However, even I am guilty of viewing physical gains as a result of gym workouts as something to be ashamed of for some reason. Whilst writing this, I took a break, and during this break I received a compliment on the evident progress I’ve made with my body in recent months. Even though I am proud of what I’m achieving, and intend to continue to achieve indefinitely, I couldn’t take the compliment standing tall. I shrunk away and mumbled an ‘oh, yeah, thanks’ half to myself. I’m pretty certain I blushed. I could feel the judging eyes of my academic peers burning into me as I sat there like a limp leaf, shy and not sure how to react.

Still, I am proud. I’ve come across examples in the past of intelligent people writing about the satisfaction they feel in not bowing to the pressure of the media to be slim, toned, bronze, and rippling with muscle. That’s fine. I really, truthfully, do not care what anybody else does with their body. But I consider not exercising the body in cases where it is possible to do so as equal to not exercising the mind when it is possible to do so. I could sit at home and wrap myself up in the goings on of the lives of celebrities whose every move is documented by countless identical magazines. I would learn nothing and probably not develop in any meaningful or beneficial way. What I choose to do is to read novels, informative articles, and opinions which I think will somehow enrich my mind and life in general.
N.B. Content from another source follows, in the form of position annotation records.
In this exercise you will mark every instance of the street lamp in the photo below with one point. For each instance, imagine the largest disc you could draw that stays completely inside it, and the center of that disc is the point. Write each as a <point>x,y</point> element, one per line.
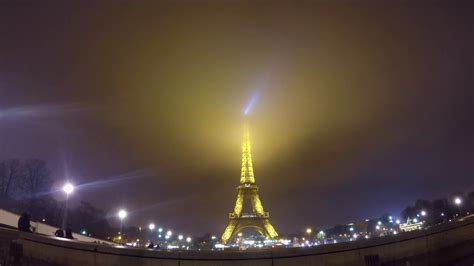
<point>151,226</point>
<point>458,203</point>
<point>122,214</point>
<point>68,188</point>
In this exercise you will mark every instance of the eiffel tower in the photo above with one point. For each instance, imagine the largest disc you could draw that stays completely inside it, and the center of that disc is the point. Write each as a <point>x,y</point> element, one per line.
<point>247,194</point>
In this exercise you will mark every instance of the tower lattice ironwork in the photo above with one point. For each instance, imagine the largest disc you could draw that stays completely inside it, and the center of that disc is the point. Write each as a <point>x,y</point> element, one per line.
<point>247,194</point>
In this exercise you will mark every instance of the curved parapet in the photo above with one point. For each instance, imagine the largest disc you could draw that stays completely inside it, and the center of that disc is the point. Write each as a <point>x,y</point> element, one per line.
<point>446,244</point>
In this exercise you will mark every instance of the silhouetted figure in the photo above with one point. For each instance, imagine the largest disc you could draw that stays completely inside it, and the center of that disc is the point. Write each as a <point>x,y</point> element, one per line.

Similarly, I could sit at home not exercising, eating whatever I liked whilst finding out when Kim Kardashian had her last colonic. Instead, I organise myself so that I know when and for how long I will exercise and what I want to achieve with each visit to the gym. I work hard, resist temptation, and see the results. And it makes me happy.

I like to read and I like to write, and I like to run and I like to lift weights. I’m pretty content, and I’m making my choices for me. Whether or not I am influenced by the media I couldn’t say for sure. Besides, is someone who lives differently from the way I do any less influenced by what they see and are made to see? Live and let live, unless it’s life or death. I think that’s a pretty good attitude.